Kernwapendeskundige Sico van der Meer en Noord-Korea-expert Remco Breuker geven hun mening over de geclaimde waterstofbom.
Het nieuws sloeg in als een, eh… bom. Noord-Korea meldde met succes een waterstofbom te hebben getest. De VN ging snel daarna in overleg. Maar hoe serieus moeten we de claim van Noord-Korea nemen? En zal het land terugdeinsen voor de sancties waarmee de VN dreigen? KIJK vroeg het aan de aan aan Clingendael verbonden kernwapendeskundige Sico van der Meer en Noord-Korea-kenner Remco Breuker van het Leiden Asia Centre.
Noord-Korea zou dus aan een waterstofbom werken. Surprise?
Op zich niet. Zowel Sico van der Meer als Remco Breuker meldt dat de ontwikkeling van een waterstofbom al langere tijd op het programma van Noord-Korea staat. Maar volgens Van der Meer komt de stap naar een waterstofbom wel erg vroeg. “Normaal gesproken perfectioneer je eerst je normale kernwapens voordat je de stap naar dit geavanceerde type zet”, vertelt hij. En de Noord-Koreanen zijn hier nog mee bezig, denkt de kernwapendeskundige.
Moeten we het nieuws geloven?
“Naar mijn persoonlijke overtuiging is de Noord-Koreaanse claim bluf en propaganda”, zegt Van der Meer. “De gemeten kracht van de explosie is te gering voor een waterstofbom; het lijkt meer op een normale atoombom. Wellicht hebben ze er wat snufjes aangehangen die je ook voor een waterstofbom nodig hebt, maar een echte, succesvolle waterstofbomexplosie was dit niet.”
Breuker deelt deze mening. “Maar het kan wel degelijk in de ogen van Pyongyang een succes zijn geweest als een stap op weg naar een waterstofbom, of als een experiment waarbij kernfusie de ontsteking van een normale kernbom krachtiger maakt”, zegt hij.
Waarom wil Noord-Korea zo graag een waterstofbom?
Hier zijn volgens Breuker twee redenen voor. Om het eigen volk te laten zien dat het regime de touwtjes strak in handen heeft en als zogenaamde deterrent. “Het Noord-Koreaanse leger is niet meer wat het was. Dan helpt een waterstofbom om je militaire slagkracht geloofwaardiger te laten zijn.”
Volgens Van der Meer speelt angst ook een rol. “De Noord-Koreanen zijn heel bang dat andere landen hun regering ten val willen brengen.

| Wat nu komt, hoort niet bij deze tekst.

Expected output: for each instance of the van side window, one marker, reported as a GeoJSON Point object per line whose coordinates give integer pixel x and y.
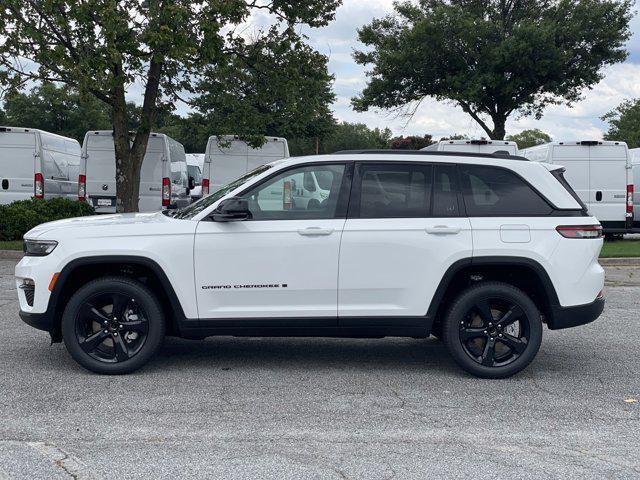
{"type": "Point", "coordinates": [297, 194]}
{"type": "Point", "coordinates": [493, 192]}
{"type": "Point", "coordinates": [394, 191]}
{"type": "Point", "coordinates": [445, 191]}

Een waterstofbom is het meest krachtige, allesvernietigende wapen dat ooit is ontwikkeld. Noord-Korea wil zulke wapens om buitenlandse vijanden af te schrikken”, zegt hij. “Atoomwapens, en zeker waterstofbommen, zijn een soort verzekeringspremie: wie durft een land aan te vallen dat met zulke verschrikkelijke wapens kan terugslaan?”
Moeten we bang zijn voor dit nieuws?
“Nee en ja”, besluit Van der Meer. “Voorlopig heeft Noord-Korea nog geen inzetbare kernwapens. En zelfs als dat wel zo was, zouden ze niet zomaar worden ingezet. Op het gebruik van zulke verschrikkelijke wapens heerst zo’n wereldwijd taboe dat het zonder meer zelfmoord zou zijn om ze te gebruiken.” Maar de kernwapendeskundige vindt het wel zorgelijk dat men ongestraft door kan gaan met het ontwikkelen van deze wapens. “Hoe meer van zulke wapens in de wereld, hoe meer risico’s op ongelukken ermee.”
Ook Breuker is bang voor ongelukken. “Kijk maar naar Fukushima. En dat terwijl Japan meer geld en betere technologie heeft, en beschikt over internationale hulp indien nodig.” Ten tweede is hij bang voor proliferatie: de kans dat een waterstofbom in handen komt van relatief ongrijpbare terroristische organisaties is aanwezig. “Wat gebeurt er dan?”
De VN dreigen met sancties. Zal Noord-Korea zich dit iets aantrekken?
“Nee, dat verwacht ik niet”, zegt Breuker. “Sancties zijn achterhaald. Een heel nieuw beleid is nodig, een waarbij niet de gewone Noord-Koreaan wordt getroffen, maar alleen het regime. Ga achter het geld van het regime aan; breng de geldstromen in kaart en blokkeer ze. Dit zal op termijn verandering brengen. Sancties zijn ineffectief.”